Сегодня мне грустно, и снова обиды и унижения зашевелились в сердце. Как и всем, избегающим потрясений, как всем дезертирам чувств, мне было достаточно крохотной ранки, чтобы получить инфекцию. Что бы я там ни решил, чего бы ни намудрил в своей жизни, прежде всего и как можно быстрее я должен промыть эту ранку, и не важно – обманами, низостью или величием. Должен выбросить из памяти все дурное о недавнем и даже о сегодняшнем дне, чтобы снова обрести ну если не само счастье, то хотя бы тягу к нему, его вкус; без этого я долго еще не смогу даже и думать о нем – моем счастье, не добавляя тут же: «постыдное».

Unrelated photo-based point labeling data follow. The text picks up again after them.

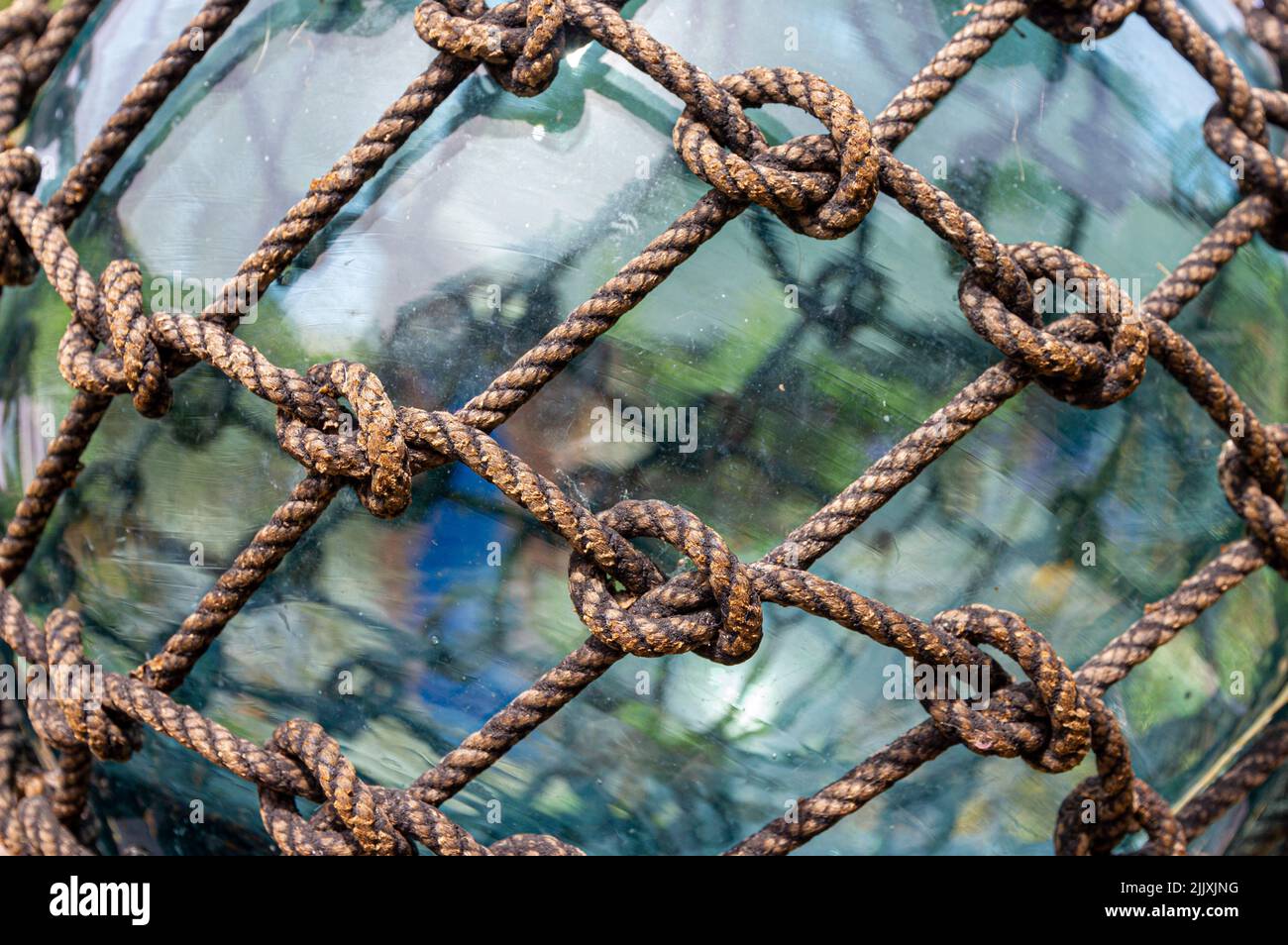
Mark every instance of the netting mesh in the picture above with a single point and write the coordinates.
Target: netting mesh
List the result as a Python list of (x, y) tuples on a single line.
[(339, 422)]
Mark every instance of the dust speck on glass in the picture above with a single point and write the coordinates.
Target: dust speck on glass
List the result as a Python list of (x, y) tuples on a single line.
[(803, 362)]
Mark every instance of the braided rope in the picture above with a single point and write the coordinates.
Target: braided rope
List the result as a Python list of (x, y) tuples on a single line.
[(338, 421)]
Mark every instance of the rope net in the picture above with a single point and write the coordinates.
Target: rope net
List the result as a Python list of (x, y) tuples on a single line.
[(336, 420)]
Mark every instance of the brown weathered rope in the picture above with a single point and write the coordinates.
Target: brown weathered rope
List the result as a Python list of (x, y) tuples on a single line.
[(338, 421)]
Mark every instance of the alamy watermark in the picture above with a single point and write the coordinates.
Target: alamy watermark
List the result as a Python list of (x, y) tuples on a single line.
[(1076, 295), (189, 295), (78, 682), (619, 424), (912, 680)]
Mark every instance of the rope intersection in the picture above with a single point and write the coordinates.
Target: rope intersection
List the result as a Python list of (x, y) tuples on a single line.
[(338, 421)]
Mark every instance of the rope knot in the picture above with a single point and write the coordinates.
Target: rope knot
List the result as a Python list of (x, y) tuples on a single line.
[(1091, 358), (1266, 519), (1081, 830), (1054, 692), (73, 714), (1069, 21), (359, 819), (822, 185), (142, 366), (520, 43), (647, 625), (375, 454), (1253, 166), (114, 316), (20, 170)]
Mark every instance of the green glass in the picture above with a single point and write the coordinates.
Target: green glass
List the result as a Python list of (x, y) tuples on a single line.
[(484, 231)]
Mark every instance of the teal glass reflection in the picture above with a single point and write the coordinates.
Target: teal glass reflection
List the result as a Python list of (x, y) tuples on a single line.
[(805, 361)]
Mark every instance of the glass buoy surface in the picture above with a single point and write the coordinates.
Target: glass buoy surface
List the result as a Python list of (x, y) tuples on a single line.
[(802, 362)]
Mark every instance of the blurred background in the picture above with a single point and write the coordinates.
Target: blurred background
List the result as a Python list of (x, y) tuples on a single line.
[(501, 215)]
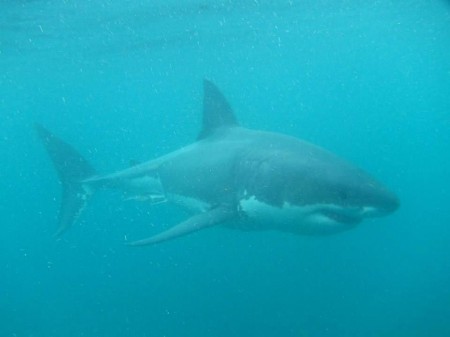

Через квартиру я прошел, даже не замедлив шага у дверей гостиной, и все так же по подсобному коридору – никогда еще я не пользовался им так часто – добрался прямо до студии. До сих пор мои маршруты автоматически пролегали через гостиную Лоранс, ее будуар, спальню, нервные и эмоциональные узлы дома. Раньше мне и в голову никогда не приходило пользоваться этой кишкой со встроенными стенными шкафами, за которыми тянулись бельевая комната, пустынная кухня; потом коридор выходил в крохотный холл, прозванный «кабинетом Одиль», а за ним уже моя студия, бывший чулан. Вообще-то из этого чулана на черную лестницу есть еще одна дверь, теперь заколоченная, о чем я страшно сожалею, потому что мое заточение – вопрос лишь времени. Но я испытывал совсем не то ощущение, которого ждал (если я вообще способен ждать каких-либо неприятностей, в чем я сильно сомневаюсь), – не неудобство мужа, избегающего встреч с женой, сентиментальное и мучительное, – скорее, так молодой человек увиливает от своей мамаши. Матушка у меня была очень доброй, может быть, немного церемонной, но ее и сравнивать зазорно с такой матерью, как Лоранс: даже если жена меня и любила, так все равно с помощью ее воспитательных мер я мог бы стать лишь садистом и (или) импотентом.